---
name: feishu-voice
description: Send and receive voice messages on Feishu (Lark) using ElevenLabs TTS and STT. Activate when user asks to send a voice message on Feishu, or when receiving a Feishu audio message (media attachment with .ogg/.opus file) that needs transcription.
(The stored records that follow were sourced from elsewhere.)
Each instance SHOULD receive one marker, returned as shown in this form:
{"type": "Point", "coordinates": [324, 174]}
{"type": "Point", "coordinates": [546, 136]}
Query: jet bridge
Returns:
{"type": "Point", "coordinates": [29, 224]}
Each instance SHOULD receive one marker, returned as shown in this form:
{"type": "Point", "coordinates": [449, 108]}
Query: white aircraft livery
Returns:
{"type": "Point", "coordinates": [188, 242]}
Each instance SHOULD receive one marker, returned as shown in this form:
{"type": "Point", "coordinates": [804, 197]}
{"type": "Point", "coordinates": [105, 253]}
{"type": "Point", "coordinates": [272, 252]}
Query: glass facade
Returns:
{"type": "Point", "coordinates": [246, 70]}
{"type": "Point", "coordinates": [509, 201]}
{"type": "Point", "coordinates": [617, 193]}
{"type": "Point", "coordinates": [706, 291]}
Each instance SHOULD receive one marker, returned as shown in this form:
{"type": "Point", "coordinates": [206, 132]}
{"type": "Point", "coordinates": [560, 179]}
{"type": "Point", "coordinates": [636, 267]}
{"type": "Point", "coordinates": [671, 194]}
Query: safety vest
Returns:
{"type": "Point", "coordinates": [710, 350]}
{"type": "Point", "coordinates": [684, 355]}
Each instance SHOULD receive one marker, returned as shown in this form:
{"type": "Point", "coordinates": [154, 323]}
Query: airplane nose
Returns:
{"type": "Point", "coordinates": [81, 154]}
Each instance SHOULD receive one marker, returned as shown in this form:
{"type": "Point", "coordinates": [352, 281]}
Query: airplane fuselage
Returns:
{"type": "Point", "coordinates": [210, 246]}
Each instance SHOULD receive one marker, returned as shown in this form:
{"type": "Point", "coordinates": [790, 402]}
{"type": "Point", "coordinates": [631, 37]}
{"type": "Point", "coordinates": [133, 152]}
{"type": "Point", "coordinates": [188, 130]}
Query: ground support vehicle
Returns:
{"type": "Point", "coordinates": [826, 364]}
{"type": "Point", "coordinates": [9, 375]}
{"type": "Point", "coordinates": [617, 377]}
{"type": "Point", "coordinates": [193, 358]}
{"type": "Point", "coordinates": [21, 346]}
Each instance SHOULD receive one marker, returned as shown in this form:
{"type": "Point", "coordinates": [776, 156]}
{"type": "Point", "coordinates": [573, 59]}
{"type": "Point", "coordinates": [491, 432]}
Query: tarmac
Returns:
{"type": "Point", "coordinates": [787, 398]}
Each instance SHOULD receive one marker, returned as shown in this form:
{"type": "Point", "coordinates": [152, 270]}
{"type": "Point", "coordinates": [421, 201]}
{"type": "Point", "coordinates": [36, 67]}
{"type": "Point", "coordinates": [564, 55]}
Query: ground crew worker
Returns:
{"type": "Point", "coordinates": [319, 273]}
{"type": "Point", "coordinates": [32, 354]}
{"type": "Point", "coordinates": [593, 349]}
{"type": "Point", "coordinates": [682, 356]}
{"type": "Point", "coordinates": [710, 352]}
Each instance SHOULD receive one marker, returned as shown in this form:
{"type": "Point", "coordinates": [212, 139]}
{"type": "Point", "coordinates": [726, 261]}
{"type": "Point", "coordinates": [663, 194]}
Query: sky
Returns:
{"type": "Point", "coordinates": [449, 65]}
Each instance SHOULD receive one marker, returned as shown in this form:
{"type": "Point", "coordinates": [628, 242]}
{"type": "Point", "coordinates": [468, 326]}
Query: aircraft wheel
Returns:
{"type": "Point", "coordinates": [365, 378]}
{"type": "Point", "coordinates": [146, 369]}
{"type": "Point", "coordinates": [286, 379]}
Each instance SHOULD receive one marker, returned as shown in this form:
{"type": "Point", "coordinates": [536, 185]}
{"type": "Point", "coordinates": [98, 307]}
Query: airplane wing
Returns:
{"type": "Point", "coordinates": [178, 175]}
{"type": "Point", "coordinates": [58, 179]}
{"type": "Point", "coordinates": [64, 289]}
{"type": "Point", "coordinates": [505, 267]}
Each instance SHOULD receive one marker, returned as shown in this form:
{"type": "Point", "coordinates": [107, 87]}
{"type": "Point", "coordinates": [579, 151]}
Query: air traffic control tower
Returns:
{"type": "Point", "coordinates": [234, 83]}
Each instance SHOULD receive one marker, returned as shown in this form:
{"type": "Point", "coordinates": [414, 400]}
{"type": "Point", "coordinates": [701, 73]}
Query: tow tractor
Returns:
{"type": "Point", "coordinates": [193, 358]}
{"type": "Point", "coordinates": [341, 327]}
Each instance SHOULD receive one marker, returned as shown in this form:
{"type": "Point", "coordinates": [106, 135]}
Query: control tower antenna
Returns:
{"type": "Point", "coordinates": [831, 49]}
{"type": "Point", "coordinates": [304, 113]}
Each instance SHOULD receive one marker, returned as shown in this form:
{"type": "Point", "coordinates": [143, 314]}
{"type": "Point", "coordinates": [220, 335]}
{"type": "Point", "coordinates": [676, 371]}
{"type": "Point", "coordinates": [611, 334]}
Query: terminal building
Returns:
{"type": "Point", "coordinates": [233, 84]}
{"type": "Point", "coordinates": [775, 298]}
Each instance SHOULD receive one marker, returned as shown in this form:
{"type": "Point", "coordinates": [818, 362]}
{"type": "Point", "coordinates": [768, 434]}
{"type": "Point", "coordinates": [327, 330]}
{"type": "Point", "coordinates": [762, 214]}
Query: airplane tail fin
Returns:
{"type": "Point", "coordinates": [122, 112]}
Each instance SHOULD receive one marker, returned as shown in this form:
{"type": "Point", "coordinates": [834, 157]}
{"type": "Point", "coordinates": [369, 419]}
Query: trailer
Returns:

Supports smart reply mode — auto voice-reply to voice messages, text-reply to text messages.
---

# Feishu Voice (TTS + STT)

Send voice messages and transcribe received voice messages on Feishu using ElevenLabs.

## Prerequisites

- `sag` CLI (ElevenLabs TTS): `npm i -g sag` or `go install`
- `ffmpeg` / `ffprobe`: `brew install ffmpeg`
- ElevenLabs paid plan (required for library voices)
- Feishu app with `im:message:send_as_bot` and `im:file` permissions

## Environment Variables

| Variable | Required | Description |
|---|---|---|
| `ELEVENLABS_API_KEY` | ✅ | ElevenLabs API key |
| `FEISHU_APP_ID` | ✅ (TTS) | Feishu app ID |
| `FEISHU_APP_SECRET` | ✅ (TTS) | Feishu app secret |
| `ELEVENLABS_VOICE_ID` | ✅ (TTS) | Voice ID (browse at elevenlabs.io/voice-library) |
| `ELEVENLABS_MODEL_ID` | ✅ (TTS) | Model ID (e.g. `eleven_multilingual_v2`, `eleven_v3`) |
| `ELEVENLABS_SPEED` | ❌ | Speech speed 0.5-2.0 (default: 1.0) |

If `FEISHU_APP_ID` / `FEISHU_APP_SECRET` are not in env, extract from openclaw config:

```bash
export FEISHU_APP_ID=$(python3 -c "import json; print(json.load(open('$HOME/.openclaw/openclaw.json'))['channels']['feishu']['appId'])")
export FEISHU_APP_SECRET=$(python3 -c "import json; print(json.load(open('$HOME/.openclaw/openclaw.json'))['channels']['feishu']['appSecret'])")
```

## Voice Selection

See `config/voice-config.example.json` for a curated voice list. Browse all voices at https://elevenlabs.io/voice-library or run `sag voices`.

Recommended models:
- `eleven_multilingual_v2` — best for Chinese and multilingual content
- `eleven_v3` — latest English-optimized model

## Sending Voice Messages (TTS)

```bash
scripts/feishu-voice-send.sh <text> <receive_id> [receive_id_type] [speed]
```

- `receive_id`: target user `open_id` or `chat_id`
- `receive_id_type`: `open_id` (default) or `chat_id`
- `speed`: speech speed multiplier, 0.5-2.0 (default: 1.0)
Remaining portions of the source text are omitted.